The Vittoriano is a massive marble memorial located right next to the Piazza Venezia. It is dedicated to Victor Emmanuel II, the first king of unified Italy. The memorial was completed in 1925, after nearly 40 years of construction. It was, however, inaugurated much earlier in 1911.The impressive memorial features Corinthian columns, stairways, fountains, two statues of Goddess Victoria, and a statue of King Emmanuel. The whole memorial is almost 135 meters wide. At the lower level of the memorial is the museum of Italian Unification. You can take the lift of the memorial to have a 360 degree view of the city of Rome.


  1. Pantheon

The Pantheon is an ancient church and one of the most prominent attractions in the city of Rome. It was originally built as a temple which was dedicated to all Roman gods. The original building on the site dates back to around 14 AD. However, the present building is believed to have been completed sometime around 126 AD by Emperor Hadrian. The Pantheon is considered to be one of the best-preserved examples of ancient Roman architecture. The façade, with its tall Corinthian columns, is one of the most recognized symbols of Rome.


  1. Roman Forum
Roman Forum

The Roman Forum is a large quadrangular plaza with ancient ruins located in the heart of the city center. According to historians, several of the important buildings and monuments of the ancient city were located in or around this Forum. Although most of the plaza is in ruins, it will give you a feel of how the ancient city used to look like. Situated between the Capitoline Hills and palatine, the Forum is a major tourist attraction with a footfall of almost 4.5 million every year.


  1. Trevi Fountain
Trevi Fountain

Rome has a number of stunning fountains scattered all over the city but none so magnificent and popular as the Trevi Fountain. It was designed by architect Nicola Salvi and completed in 1762. The backdrop of the fountain rises to a height of 26 meters. There is a tradition that if you throw a coin with your right hand over the left shoulder in the fountain, then you will return to the city in the future. Following this tradition, near 3000 Euros are tossed into the fountain every day.  In 2016, coins worth nearly USD 1.5 million were tossed into the Trevi Fountain!


  1. Vatican City
Vatican City

Although Vatican City is an independent country, it is completely encircled by the city of Rome. No visit to Rome is complete without a visit to the Vatican. There are plenty of attractions in Vatican City which will take at least one whole day to complete. The highlight is certainly St. Peter’s Basilica, one of the largest and most impressive churches in the world.

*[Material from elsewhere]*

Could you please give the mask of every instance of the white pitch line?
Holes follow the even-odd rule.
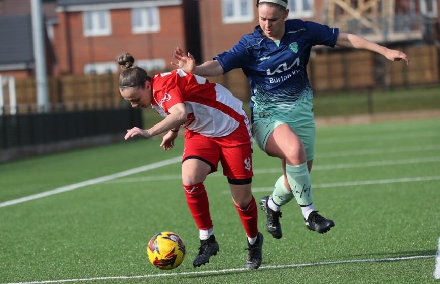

The neighboring Sistine Chapel is home to perhaps the most renowned fresco in the world, painted by Michelangelo. The Vatican museums, spread over 1400 rooms, have some of the richest collections from the Christian and medieval worlds. The beautifully landscaped 13th-century Vatican Gardens are at the back of the basilica. Finish your visit with a tour of the Papal palaces.


  1. Colosseum

The Colosseum is one of the most well-known landmarks of Rome. This ancient oval amphitheater dates back to 80 AD and stands in the heart of the modern city. During its days of glory, the Colosseum could seat up to 80,000 spectators who came to see gladiators fight. It was also used for executions and for staging plays. However, its importance diminished from the early medieval period. In the centuries that followed, it was used as housing, a quarry, and even a shrine. The Colosseum suffered damage several times from fires and earthquakes. However, it is today one of the most enduring symbols of Rome and one of its major tourist attractions.

Originally posted 2017-06-07 05:51:52.